May 6, 2026
Botsplaining at work
Appearing Productive in the Workplace
When looking busy matters more than being right, the comments absolutely lost it
TLDR: The article argues that AI lets employees fake expertise long enough to impress managers, even when the work is flawed from day one. Commenters split between laughing at the absurdity, roasting “fake it till you make it” office culture, and pointing out that confident nonsense existed long before chatbots.
A workplace essay about AI making people look productive without actually knowing what they’re doing lit up the comments, and readers immediately turned it into a mini office horror show. The writer’s big claim is simple: chatbots can help someone imitate expertise for months, especially in companies where managers are dazzled by speed, volume, and shiny documents. The most dramatic example? A non-engineer reportedly spent two months building a data system he couldn’t explain, while higher-ups kept cheering the appearance of momentum.

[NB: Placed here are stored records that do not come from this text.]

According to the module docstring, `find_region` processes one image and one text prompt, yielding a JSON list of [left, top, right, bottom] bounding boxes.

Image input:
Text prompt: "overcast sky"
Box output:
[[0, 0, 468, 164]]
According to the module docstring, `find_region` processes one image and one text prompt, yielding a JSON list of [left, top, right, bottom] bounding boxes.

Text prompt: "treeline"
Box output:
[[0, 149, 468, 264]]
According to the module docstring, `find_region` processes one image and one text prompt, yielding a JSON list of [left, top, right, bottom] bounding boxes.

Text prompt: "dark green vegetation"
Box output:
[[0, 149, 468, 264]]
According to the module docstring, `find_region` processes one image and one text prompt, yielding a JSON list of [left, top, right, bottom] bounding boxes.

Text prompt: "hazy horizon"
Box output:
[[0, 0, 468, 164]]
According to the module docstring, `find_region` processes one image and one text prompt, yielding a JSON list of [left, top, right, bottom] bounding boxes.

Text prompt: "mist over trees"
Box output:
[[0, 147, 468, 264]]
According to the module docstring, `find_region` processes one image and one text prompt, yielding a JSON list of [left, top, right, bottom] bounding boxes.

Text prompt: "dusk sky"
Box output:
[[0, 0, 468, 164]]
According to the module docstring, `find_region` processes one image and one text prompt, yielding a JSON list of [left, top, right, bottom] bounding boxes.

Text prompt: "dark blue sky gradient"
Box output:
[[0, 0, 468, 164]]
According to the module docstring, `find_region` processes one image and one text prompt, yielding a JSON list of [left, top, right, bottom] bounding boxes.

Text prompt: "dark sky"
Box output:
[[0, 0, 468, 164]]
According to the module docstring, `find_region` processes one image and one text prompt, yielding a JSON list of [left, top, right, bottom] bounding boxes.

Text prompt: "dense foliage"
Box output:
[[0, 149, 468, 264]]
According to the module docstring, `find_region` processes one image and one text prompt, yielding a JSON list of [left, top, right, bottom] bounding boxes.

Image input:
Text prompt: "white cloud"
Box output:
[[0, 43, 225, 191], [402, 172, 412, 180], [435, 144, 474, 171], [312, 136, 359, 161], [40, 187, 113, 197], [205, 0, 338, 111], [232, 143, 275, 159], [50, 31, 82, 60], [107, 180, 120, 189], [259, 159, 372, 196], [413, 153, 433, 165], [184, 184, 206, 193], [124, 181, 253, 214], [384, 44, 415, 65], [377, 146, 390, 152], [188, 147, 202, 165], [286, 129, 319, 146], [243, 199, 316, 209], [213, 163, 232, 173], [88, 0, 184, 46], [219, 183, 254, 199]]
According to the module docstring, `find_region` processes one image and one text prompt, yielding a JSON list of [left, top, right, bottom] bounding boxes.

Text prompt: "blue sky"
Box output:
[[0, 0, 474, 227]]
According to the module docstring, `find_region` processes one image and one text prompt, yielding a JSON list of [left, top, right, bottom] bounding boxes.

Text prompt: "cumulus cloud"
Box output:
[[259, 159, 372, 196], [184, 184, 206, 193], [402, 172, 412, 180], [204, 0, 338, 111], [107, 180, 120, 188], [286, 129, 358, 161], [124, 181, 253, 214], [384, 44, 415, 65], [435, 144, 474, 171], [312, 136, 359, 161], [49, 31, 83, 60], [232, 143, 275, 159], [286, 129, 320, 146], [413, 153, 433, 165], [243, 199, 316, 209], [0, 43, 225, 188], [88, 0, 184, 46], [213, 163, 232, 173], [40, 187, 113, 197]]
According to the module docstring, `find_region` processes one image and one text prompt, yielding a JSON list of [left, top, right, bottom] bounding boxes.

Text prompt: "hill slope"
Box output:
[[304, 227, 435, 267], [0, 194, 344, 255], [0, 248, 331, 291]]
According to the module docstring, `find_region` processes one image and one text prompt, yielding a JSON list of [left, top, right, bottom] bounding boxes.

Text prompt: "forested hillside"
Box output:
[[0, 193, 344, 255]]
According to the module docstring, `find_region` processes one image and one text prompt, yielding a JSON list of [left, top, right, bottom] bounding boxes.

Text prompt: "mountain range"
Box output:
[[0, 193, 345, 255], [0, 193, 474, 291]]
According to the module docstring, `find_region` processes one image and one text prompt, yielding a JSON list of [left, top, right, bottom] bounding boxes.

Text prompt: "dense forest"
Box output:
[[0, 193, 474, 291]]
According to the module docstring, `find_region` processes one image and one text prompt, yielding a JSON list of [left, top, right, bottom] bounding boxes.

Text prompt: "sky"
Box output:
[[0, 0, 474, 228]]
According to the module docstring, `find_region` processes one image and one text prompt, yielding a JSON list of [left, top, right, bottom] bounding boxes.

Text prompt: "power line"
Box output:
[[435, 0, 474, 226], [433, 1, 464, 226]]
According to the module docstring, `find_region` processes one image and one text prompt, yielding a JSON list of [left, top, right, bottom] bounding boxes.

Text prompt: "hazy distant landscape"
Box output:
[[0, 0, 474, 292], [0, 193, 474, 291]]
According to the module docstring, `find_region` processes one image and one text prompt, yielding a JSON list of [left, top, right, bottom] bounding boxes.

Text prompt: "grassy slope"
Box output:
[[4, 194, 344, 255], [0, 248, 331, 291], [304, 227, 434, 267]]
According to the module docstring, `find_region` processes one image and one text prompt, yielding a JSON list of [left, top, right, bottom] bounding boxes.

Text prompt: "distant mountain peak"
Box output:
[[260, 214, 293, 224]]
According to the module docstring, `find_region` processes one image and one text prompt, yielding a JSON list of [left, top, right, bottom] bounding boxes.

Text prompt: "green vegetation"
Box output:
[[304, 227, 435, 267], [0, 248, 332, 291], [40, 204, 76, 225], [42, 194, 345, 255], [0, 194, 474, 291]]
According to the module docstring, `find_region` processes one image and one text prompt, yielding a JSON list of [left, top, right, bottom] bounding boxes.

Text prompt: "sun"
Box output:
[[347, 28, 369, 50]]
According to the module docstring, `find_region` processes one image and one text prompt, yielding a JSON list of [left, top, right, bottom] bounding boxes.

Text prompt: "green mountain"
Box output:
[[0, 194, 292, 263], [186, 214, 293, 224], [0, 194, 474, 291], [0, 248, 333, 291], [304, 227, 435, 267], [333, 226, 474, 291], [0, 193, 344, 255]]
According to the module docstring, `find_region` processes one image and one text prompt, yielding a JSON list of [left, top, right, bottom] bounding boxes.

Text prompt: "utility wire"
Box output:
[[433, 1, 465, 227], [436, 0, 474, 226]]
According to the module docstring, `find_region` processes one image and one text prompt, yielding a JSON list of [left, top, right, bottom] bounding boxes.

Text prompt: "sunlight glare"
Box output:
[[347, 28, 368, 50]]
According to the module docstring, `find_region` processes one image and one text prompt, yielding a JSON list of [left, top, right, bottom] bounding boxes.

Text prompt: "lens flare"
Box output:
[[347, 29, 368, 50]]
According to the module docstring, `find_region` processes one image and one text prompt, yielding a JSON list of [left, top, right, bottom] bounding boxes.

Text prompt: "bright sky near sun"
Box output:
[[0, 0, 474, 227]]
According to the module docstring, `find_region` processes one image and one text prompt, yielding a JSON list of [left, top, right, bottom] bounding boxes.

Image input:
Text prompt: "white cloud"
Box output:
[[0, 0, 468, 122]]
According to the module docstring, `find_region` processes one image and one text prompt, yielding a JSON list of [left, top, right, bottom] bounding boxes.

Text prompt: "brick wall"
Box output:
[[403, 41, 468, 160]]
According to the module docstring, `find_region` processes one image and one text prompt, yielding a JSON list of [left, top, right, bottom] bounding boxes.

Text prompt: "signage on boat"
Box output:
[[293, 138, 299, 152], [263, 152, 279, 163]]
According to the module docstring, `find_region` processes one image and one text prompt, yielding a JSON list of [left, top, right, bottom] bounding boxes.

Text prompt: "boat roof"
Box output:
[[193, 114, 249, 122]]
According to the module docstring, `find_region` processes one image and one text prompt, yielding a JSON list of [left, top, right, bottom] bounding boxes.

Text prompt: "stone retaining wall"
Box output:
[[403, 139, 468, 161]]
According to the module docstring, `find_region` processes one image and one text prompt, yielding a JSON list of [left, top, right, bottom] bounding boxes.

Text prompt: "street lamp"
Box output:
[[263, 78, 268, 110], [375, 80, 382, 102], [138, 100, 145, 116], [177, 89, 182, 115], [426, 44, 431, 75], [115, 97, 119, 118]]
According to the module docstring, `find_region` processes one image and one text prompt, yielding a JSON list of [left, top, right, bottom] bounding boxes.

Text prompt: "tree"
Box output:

Commenters were equal parts horrified, amused, and way too familiar with the vibe. One reader joked that the real productivity hack is just feeding someone’s AI-written message into your own AI and sending the result back — basically two humans roleplaying as keyboards while two bots “talk” to each other. Another said the article reads less like a warning and more like a step-by-step guide for becoming management’s favorite employee: produce lots of impressive-looking stuff, ask no questions, and let nobody disturb the illusion. Ouch.
There was also a strong “this problem existed before AI” faction. One commenter dragged out a classic office archetype from 2005: the coworker who confidently explains everything, except he’s making it all up. Others compared the whole thing to the timeless corporate sport of shipping half-baked projects with maximum enthusiasm and minimum accountability. Bonus weirdness: one person noticed the post seemed dated in the future, which only made the whole discussion feel even more like a satire about fake progress.
Key Points
- •The article argues that generative AI enables workers to produce convincing-looking output without equivalent expertise.
- •It distinguishes two failure modes: novices producing senior-looking work, and people generating work in domains where they lack formal training.
- •The article says research has mostly studied the first failure mode, while cross-domain generation is less examined.
- •A workplace example describes a non-engineering employee spending two months building a flawed data system with AI-generated code and documentation.
- •The article cites a Stanford study by Cheng et al., published in Science, saying leading models were about 50% more agreeable than human respondents.